When Maysa Daw was a teenager, she remembers going to a concert by DAM, which calls itself the first ever Palestinian hip-hop group, and asking herself: “Would I be able to sing with them someday?”
Now in her mid-20s, Ms. Daw has joined Tamer Nafar and Mahmood Jhere as a permanent member of DAM after several successful guest performances with them. Prior to joining the group, she established herself as a singer-songwriter in her hometown of Haifa, inspired by artists like Erykah Badu and Lauryn Hill.
The group has been going strong since the late ’90s and first made a name for itself with anthems in Arabic like “Meen Irhabi?” (“Who's the terrorist?”), which led to a profile at the time in Rolling Stone (France). Ms. Daw’s bandmate Nafar has been particularly outspoken on politics throughout his career and released a solo track (“Tamer Must Vote”) ahead of the Israeli elections in April urging Palestinian citizens of Israel to participate.
This year marks a new chapter for DAM, which released its third studio album on June 7. Although the once all-male band has included Ms. Daw, its youngest and only female member, for several years, the album showcases her talent—and their feminism—in a new way.
The album, almost exclusively in Arabic, has a relentless momentum, with songs that range from big, punchy tracks like “Prozac,” which seem made for an arena tour, to incisive, sparingly produced spoken-word songs like “Jasadik-Hom” (“Your Body”) that would be just as powerful whispered into your ear.
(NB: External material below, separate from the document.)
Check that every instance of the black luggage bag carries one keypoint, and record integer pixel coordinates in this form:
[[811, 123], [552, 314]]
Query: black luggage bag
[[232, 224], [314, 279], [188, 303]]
The band has fans beyond the Middle East, and recently performed at the BBC's Arabic Festival in London. DAM's listeners aren't only Arabic-speakers, either. In fact the producer of DAM's latest album, Itamar Ziegler, doesn't understand Arabic at all.
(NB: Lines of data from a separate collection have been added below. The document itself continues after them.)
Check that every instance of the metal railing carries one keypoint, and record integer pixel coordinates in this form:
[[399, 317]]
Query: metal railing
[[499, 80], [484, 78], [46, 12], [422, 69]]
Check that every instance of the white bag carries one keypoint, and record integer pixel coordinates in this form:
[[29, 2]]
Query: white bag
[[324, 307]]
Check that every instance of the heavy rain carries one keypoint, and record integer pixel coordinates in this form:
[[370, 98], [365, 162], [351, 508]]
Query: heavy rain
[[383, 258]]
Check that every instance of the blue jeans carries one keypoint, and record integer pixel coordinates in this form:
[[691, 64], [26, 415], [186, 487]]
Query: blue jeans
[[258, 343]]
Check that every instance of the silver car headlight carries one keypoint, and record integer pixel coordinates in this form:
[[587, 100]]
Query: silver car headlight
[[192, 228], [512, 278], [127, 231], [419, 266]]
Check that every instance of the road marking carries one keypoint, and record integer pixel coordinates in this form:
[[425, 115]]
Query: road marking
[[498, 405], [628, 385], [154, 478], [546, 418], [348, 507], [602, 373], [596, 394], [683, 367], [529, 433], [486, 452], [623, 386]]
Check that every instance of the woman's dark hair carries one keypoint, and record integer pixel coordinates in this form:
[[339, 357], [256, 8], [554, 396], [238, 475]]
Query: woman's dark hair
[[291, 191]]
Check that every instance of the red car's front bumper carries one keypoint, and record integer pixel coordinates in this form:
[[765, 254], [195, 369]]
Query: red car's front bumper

On “Jasadik-Hom,” DAM takes up feminism in a more straightforward and personal way than it has in the past (their 2015 single, “Who You R,” for example, similarly raps about the oppression of women, but its tone is more clever, the melody more pop than hip-hop). Ms. Daw says “Jasadik-Hom” is about how different layers of identity affect how you inhabit your body, in her case as an Arab, Palestinian woman living in Israel. “It took me time to learn how to be in love with my body/ My feminine Arab body/ Standing in front of the mirror, I took off my glasses because they are masculine-made,” she raps in Arabic.
She says the song was inspired by how Ta-Nehisi Coates’ talked about the experience of being black in the United States in Between the World and Me. Ms. Daw wrote the song in collaboration with her bandmates, and they wanted the song to convey her agency.
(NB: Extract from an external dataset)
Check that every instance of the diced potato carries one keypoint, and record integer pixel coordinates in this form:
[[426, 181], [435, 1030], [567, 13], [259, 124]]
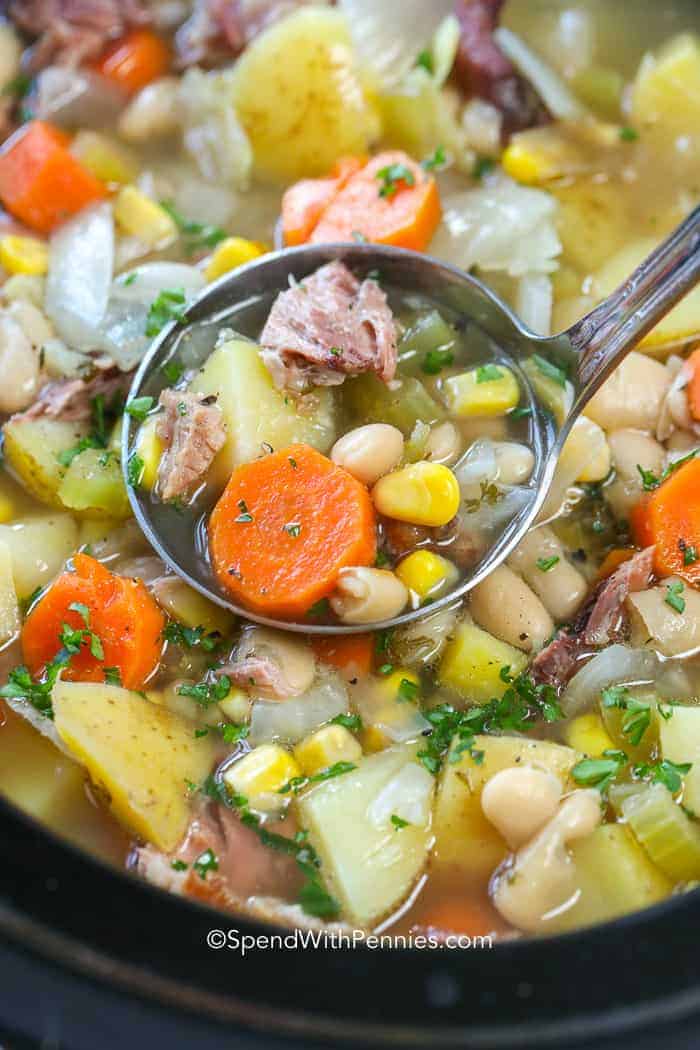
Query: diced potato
[[614, 877], [368, 867], [255, 412], [465, 840], [39, 547], [93, 486], [260, 774], [9, 613], [682, 322], [32, 449], [666, 89], [680, 742], [472, 660], [475, 394], [325, 747], [299, 99], [191, 608], [142, 755]]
“When we talk about women's rights, a lot of times we ask for the permission of the men to give us our rights. Or to give us our equality,” she told America. “What is really powerful about [“Jasadik-Hom”] for me is that I come and say, ‘okay, I'm taking responsibility over my own freedom.’”
The song appears to have struck a chord with young Palestinian women, many of whom posted Instagram stories of themselves chanting the lyrics together into their phones following the song’s release on International Women’s Day this year.
But Ms. Daw says DAM is determined to make songs that are fun as well as serious. On the latest album, Ms. Daw also takes the lead in “Emta Njawzak Yamma” (“When Will You Get Married”), a catchy song in which DAM mocks the begging of their parents for them to settle down. “And in the meantime, I raise my glass in the name of being single,” she raps.
Ms. Daw says the song was important because it was allowed them to talk about an aspect of their lives that was not political in the way some of their other songs are. She explained that journalists—particularly in the West—sometimes do not even ask them about their music because they want to hear their opinions on politics.
“Yeah, every aspect of our life is connected somehow to politics,” she said. “But that's not all we have or all we are.”
It is is awesome to hear a group of singers male and female who are Islamic, Palestinian, and singing honestly about equality for women.
If we could just get Catholics to demand equality in the church, what a better world we would have. And yes "America Magazine" and Pope Francis - That has to include women ordained equally to men and starting with both priests and bishops! This will mean much more than just women have more leadership roles.